Brendan triumphantly thumped the table, causing some of the offending petits pois to jump out of their dish and roll about the tablecloth like the pellets he claimed they were. “You’ve worked in the same establishment for thirty-five years and you’re still a lousy waiter. I’m not fucking surprised, when you serve used ammunition as a vegetable!”
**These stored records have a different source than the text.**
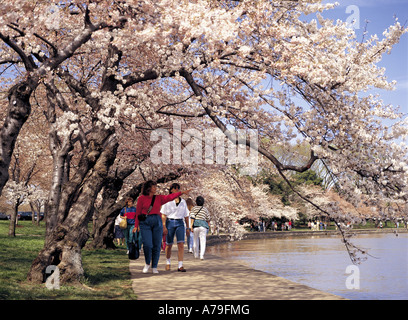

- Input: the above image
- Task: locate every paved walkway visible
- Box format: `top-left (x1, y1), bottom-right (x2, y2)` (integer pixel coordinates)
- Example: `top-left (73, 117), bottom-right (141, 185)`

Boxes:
top-left (129, 246), bottom-right (343, 300)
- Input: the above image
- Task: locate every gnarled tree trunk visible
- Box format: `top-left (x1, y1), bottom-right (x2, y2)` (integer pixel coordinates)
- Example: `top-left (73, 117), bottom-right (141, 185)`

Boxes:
top-left (27, 130), bottom-right (118, 283)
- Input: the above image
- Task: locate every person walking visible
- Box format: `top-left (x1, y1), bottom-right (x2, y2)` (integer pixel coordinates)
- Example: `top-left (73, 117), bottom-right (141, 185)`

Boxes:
top-left (120, 197), bottom-right (136, 254)
top-left (186, 198), bottom-right (194, 253)
top-left (190, 196), bottom-right (210, 260)
top-left (161, 183), bottom-right (190, 272)
top-left (133, 180), bottom-right (190, 273)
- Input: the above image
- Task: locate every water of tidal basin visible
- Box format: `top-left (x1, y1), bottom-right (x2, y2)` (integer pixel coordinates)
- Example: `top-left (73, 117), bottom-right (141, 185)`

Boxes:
top-left (207, 233), bottom-right (408, 300)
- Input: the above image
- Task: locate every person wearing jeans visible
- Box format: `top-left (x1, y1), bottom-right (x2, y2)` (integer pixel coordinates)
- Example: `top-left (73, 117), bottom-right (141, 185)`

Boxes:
top-left (133, 180), bottom-right (190, 273)
top-left (120, 197), bottom-right (136, 254)
top-left (161, 183), bottom-right (190, 272)
top-left (190, 196), bottom-right (210, 260)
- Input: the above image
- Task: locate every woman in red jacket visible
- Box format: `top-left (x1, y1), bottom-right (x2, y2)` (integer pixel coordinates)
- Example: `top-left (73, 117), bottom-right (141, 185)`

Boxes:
top-left (133, 180), bottom-right (190, 273)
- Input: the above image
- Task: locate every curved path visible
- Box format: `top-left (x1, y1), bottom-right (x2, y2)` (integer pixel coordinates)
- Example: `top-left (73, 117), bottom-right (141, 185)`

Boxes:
top-left (129, 249), bottom-right (344, 300)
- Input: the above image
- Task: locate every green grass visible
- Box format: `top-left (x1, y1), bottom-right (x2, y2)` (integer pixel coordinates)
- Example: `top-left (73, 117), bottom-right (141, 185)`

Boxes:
top-left (0, 220), bottom-right (136, 300)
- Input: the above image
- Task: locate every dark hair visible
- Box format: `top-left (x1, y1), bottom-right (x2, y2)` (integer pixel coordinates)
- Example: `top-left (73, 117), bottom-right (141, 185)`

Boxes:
top-left (169, 183), bottom-right (180, 193)
top-left (186, 198), bottom-right (194, 210)
top-left (142, 180), bottom-right (157, 196)
top-left (196, 196), bottom-right (204, 206)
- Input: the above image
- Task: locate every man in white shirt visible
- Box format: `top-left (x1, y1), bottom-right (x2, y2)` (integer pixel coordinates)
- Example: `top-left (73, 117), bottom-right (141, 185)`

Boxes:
top-left (161, 183), bottom-right (190, 272)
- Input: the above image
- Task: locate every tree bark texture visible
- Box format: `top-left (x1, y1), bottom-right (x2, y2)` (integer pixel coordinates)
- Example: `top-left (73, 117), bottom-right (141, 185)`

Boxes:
top-left (27, 130), bottom-right (118, 283)
top-left (0, 81), bottom-right (33, 194)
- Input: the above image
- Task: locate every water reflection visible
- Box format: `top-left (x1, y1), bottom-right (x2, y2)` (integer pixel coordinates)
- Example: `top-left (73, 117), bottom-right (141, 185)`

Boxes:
top-left (208, 233), bottom-right (408, 300)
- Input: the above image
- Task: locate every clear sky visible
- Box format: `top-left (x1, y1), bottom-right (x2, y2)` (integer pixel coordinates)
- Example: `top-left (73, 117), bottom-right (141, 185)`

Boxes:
top-left (323, 0), bottom-right (408, 113)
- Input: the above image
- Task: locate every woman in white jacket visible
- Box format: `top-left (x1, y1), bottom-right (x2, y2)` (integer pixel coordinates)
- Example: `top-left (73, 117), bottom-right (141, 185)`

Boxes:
top-left (190, 196), bottom-right (210, 260)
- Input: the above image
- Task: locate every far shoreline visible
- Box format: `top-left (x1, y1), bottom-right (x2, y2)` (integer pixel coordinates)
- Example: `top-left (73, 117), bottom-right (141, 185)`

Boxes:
top-left (207, 228), bottom-right (408, 246)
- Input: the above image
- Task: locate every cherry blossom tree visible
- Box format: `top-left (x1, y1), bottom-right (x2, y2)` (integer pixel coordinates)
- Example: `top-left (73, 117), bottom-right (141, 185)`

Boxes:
top-left (0, 0), bottom-right (408, 281)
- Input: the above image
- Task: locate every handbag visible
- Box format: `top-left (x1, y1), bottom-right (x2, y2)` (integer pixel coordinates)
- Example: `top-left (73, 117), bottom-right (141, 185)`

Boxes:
top-left (193, 207), bottom-right (210, 229)
top-left (128, 232), bottom-right (140, 260)
top-left (137, 195), bottom-right (156, 221)
top-left (119, 207), bottom-right (127, 229)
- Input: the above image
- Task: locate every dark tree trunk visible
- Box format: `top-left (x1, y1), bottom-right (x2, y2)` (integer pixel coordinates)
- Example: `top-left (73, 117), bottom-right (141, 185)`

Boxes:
top-left (0, 81), bottom-right (34, 194)
top-left (27, 130), bottom-right (118, 283)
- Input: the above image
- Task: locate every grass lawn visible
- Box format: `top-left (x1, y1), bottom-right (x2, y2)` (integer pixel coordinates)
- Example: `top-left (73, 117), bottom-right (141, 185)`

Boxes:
top-left (0, 220), bottom-right (137, 300)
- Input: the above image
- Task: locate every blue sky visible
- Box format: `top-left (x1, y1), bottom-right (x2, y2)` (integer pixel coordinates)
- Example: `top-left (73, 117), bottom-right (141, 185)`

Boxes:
top-left (323, 0), bottom-right (408, 113)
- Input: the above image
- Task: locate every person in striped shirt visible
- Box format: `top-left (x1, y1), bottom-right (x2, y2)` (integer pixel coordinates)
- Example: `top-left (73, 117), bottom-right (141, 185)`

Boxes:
top-left (190, 196), bottom-right (210, 260)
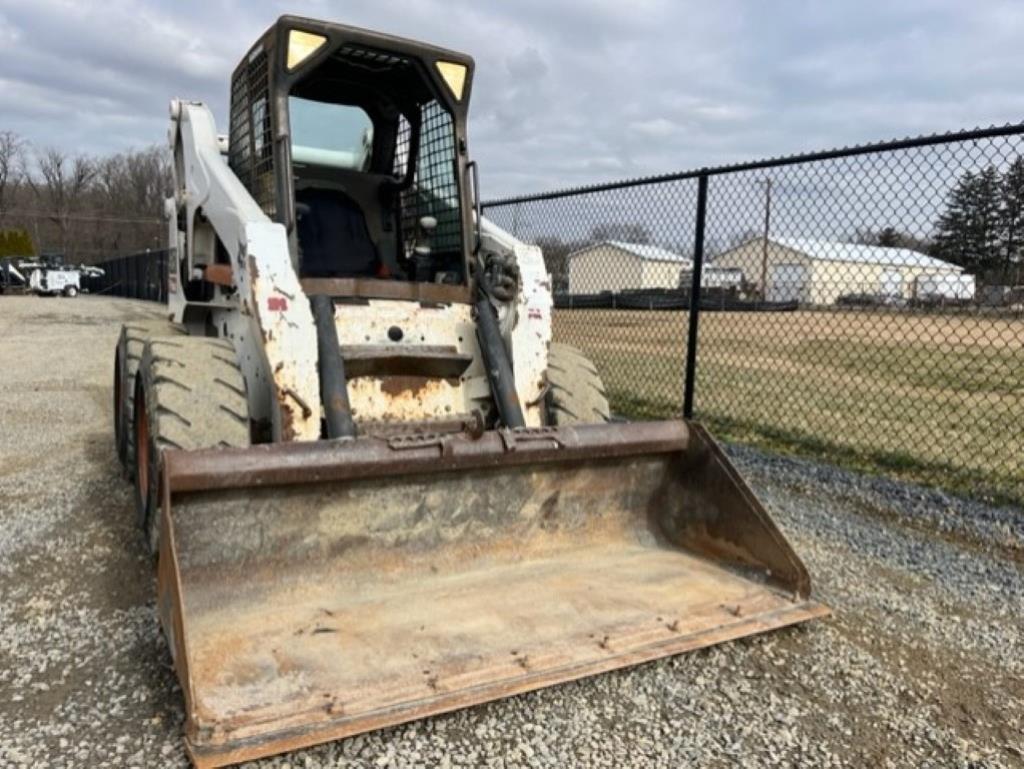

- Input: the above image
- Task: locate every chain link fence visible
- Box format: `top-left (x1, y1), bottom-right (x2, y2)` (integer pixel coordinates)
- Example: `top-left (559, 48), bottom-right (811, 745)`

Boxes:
top-left (484, 125), bottom-right (1024, 503)
top-left (84, 250), bottom-right (169, 302)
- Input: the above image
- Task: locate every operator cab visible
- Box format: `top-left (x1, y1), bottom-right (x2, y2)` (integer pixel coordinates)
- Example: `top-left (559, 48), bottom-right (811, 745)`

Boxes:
top-left (229, 16), bottom-right (473, 295)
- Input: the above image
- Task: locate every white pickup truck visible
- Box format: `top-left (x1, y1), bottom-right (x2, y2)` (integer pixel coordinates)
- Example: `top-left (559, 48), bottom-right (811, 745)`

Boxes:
top-left (22, 263), bottom-right (103, 297)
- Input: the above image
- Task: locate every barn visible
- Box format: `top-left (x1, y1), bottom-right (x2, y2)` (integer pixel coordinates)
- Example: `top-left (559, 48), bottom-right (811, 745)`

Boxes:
top-left (568, 241), bottom-right (693, 294)
top-left (711, 237), bottom-right (964, 304)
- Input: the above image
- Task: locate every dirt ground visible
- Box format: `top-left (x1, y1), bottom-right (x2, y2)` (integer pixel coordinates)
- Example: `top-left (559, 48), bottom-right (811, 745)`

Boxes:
top-left (0, 296), bottom-right (1024, 768)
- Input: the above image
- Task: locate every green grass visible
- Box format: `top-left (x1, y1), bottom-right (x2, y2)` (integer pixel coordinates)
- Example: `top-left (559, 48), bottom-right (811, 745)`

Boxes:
top-left (555, 310), bottom-right (1024, 505)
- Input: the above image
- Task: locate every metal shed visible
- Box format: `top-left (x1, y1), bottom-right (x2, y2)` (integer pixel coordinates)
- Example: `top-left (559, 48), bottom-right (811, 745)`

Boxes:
top-left (712, 237), bottom-right (964, 304)
top-left (568, 241), bottom-right (693, 294)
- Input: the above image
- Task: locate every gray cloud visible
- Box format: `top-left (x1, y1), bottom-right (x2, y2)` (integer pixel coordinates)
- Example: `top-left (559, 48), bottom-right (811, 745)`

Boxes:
top-left (0, 0), bottom-right (1024, 197)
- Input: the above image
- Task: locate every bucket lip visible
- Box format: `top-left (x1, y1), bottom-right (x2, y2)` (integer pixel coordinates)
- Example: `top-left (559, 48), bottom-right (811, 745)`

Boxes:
top-left (164, 420), bottom-right (690, 494)
top-left (185, 600), bottom-right (831, 769)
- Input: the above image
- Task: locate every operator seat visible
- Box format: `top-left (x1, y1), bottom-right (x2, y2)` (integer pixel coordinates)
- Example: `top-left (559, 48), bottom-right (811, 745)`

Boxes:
top-left (295, 188), bottom-right (381, 277)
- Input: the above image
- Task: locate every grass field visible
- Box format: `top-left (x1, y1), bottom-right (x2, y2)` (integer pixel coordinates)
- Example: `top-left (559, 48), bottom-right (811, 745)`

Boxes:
top-left (555, 310), bottom-right (1024, 504)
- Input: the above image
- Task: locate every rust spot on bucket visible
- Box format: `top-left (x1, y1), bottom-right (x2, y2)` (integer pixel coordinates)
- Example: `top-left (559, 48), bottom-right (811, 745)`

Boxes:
top-left (381, 377), bottom-right (430, 397)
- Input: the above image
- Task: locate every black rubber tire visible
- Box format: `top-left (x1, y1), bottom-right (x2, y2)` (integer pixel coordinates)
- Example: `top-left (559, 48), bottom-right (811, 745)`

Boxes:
top-left (133, 336), bottom-right (251, 554)
top-left (114, 321), bottom-right (186, 480)
top-left (546, 342), bottom-right (611, 426)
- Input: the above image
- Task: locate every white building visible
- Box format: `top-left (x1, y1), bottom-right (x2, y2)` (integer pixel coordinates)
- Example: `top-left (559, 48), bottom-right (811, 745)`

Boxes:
top-left (712, 237), bottom-right (964, 304)
top-left (568, 241), bottom-right (693, 294)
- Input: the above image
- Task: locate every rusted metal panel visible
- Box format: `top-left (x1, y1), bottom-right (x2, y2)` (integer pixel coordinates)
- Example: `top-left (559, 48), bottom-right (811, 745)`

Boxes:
top-left (335, 299), bottom-right (490, 422)
top-left (160, 422), bottom-right (826, 766)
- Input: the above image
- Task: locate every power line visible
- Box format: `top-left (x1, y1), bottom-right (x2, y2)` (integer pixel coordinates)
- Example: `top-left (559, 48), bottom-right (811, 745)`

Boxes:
top-left (3, 210), bottom-right (164, 224)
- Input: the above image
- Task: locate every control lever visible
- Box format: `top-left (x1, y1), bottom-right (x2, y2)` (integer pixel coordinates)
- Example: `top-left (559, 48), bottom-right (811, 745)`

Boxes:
top-left (413, 216), bottom-right (437, 283)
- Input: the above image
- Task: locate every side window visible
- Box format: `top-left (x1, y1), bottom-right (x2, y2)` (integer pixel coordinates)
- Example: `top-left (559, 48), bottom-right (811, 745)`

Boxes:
top-left (288, 96), bottom-right (374, 171)
top-left (395, 101), bottom-right (462, 256)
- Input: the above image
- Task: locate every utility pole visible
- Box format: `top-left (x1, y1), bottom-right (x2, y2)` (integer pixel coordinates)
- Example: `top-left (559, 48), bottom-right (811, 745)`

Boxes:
top-left (761, 178), bottom-right (771, 302)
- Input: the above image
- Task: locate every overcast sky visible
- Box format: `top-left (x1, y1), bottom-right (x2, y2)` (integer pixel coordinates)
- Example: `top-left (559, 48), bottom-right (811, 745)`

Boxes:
top-left (0, 0), bottom-right (1024, 198)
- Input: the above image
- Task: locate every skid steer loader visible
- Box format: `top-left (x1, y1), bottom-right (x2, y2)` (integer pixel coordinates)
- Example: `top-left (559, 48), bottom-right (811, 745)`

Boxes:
top-left (114, 16), bottom-right (825, 767)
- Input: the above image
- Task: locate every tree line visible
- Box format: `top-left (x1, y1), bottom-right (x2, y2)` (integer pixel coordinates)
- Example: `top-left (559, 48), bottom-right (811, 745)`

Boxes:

That was enough for the waiter. Crossed eyes brimming with tears, he stumbled off through a green baize door evidently leading down to the kitchen.

“You don’t think he’s taken offence, do you, Brendan?” murmured Stephan Dance, with mock concern.

“If he hasn’t, he’s even more insensitive than I thought,” snarled Brendan, swigging down a whole glass of wine in one gulp, with the result that for the next few moments the small restaurant reverberated with loud hiccoughs.

The green baize door swung open forcefully as, grim-faced, Mrs Powolny marched out to Brendan’s table. “I’m very sorry, Mr Barton, but I’m going to have to ask you to leave. You’ll have to excuse me, Mr Dance, but good waiters are hard to find, I can’t have Mr Barton upsetting my staff every time he comes in, I’m very sorry but I don’t care who he is.”

“He’ll get over it, woman,” rumbled Brendan, fishing in his trouser pockets. He produced the familiar, to Alex, wad of twenty-pound notes and peeled one off. “Here, give him this and tell him if he can’t take a joke he shouldn’t have joined.”

Mrs Powolny declined the money. “Yes, and how many times have we heard you come out with that one, Mr Barton? But I’m afraid this time the joke’s on you. He’s gone. He’s walked out.”

“Oh, yes?” said Brendan affably. “Did he take the cutlery?”

Right, yeh yeh yeh, this was all very entertaining and Alex would have to remember that line about did he take the cutlery, but on the other hand he was starving hungry.

“Any chance of a steak and chips, luv?” he asked plaintively, as Mrs Powolny turned on her heel.

“I’m sorry, sir, we’re closing.”

“What about a doggy bag for the duck?” roared Brendan after her, but she was already barging through the green baize door.

“Come on, Brendan, let’s have it away on our toes to Mr Wong’s in Wardour Street,” persuaded Stephan Dance.

Allowing Dance to help him to his feet, Brendan Barton found himself still clutching his wad of twenty-pound notes. He transferred his gaze from the bundle of notes to Alex, at the same time trading in the glance for a glare.

“Oh, yes! Reminds me. That young bugger there owes me fifty pounds.”

Alex felt himself going white, but decided on a policy of silence.

“Talking to you, son,” prompted Stephan Dance politely.

“Don’t know what he’s on about,” mumbled Alex. He would be sweating in a minute. Oh, Christ, don’t let him sweat.